Die Ergebnisse des Prozesses sollen schließlich in einem Weißbuch festgehalten werden. Darin sollen neue Projekte und Programme beschrieben werden, erforderliche Maßnahmen sowie Akteurinnen und Akteure und Verantwortlichkeiten konkret definiert sein. Vorliegen könnte es im dritten Quartal 2021.

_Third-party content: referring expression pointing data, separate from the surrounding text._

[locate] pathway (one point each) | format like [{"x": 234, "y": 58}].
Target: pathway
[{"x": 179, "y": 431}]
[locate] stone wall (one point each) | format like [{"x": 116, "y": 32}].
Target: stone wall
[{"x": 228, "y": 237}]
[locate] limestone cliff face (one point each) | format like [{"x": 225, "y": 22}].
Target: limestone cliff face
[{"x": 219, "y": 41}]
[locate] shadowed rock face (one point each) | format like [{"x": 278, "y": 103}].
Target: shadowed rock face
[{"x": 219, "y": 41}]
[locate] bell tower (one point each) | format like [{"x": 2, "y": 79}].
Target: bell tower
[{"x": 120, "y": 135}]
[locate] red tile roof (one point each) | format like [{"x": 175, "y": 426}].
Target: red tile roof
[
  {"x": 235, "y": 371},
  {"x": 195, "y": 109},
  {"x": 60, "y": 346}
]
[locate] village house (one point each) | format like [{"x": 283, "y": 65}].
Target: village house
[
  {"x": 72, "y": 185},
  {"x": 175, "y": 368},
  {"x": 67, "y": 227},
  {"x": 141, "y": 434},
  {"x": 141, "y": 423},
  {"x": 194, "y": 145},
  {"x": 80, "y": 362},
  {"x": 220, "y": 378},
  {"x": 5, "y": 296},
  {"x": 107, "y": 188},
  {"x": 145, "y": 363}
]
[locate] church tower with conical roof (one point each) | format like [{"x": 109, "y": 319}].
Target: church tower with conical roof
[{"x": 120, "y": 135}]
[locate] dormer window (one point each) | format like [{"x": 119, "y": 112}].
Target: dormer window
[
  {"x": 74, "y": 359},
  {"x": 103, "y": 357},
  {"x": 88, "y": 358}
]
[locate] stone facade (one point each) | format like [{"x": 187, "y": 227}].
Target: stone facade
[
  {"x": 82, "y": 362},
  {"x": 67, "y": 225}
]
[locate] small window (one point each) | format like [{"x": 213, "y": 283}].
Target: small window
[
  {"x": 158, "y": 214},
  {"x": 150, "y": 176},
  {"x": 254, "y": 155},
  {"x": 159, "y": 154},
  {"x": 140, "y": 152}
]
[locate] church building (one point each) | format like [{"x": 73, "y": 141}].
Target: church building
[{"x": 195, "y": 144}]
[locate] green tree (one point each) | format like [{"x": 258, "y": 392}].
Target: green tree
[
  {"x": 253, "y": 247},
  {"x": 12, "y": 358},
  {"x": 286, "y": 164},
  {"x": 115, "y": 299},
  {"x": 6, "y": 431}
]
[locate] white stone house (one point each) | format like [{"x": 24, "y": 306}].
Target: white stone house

Elf Millionen Smart City Förderung und die Digitalprämie Berlin

Tatsächlich kann es sich für Digitalunternehmen lohnen, mit ihrer Mitwirkung am Grünbuch erst einmal in Vorleistung zu gehen. Denn am Ende geht es eben doch um die grünen Scheine: Elf Millionen Euro erhält die Stadt als Smart-City-Förderung vom Bundesinnenministerium – und die wollen auch ausgegeben werden. Schon jetzt können Berliner Soloselbstständige sowie kleine und mittelständische Betriebe (KMU) mit der neuen „Digitalprämie Berlin“ Geld bekommen. Bis zu 17.000 Euro gibt das Land dazu, wenn es in digitale Technologien wie Warenwirtschaftssysteme, Management Informationssysteme oder digitale Lohnbuchhaltung investiert wird oder die betriebliche IT-Sicherheit verbessert werden soll.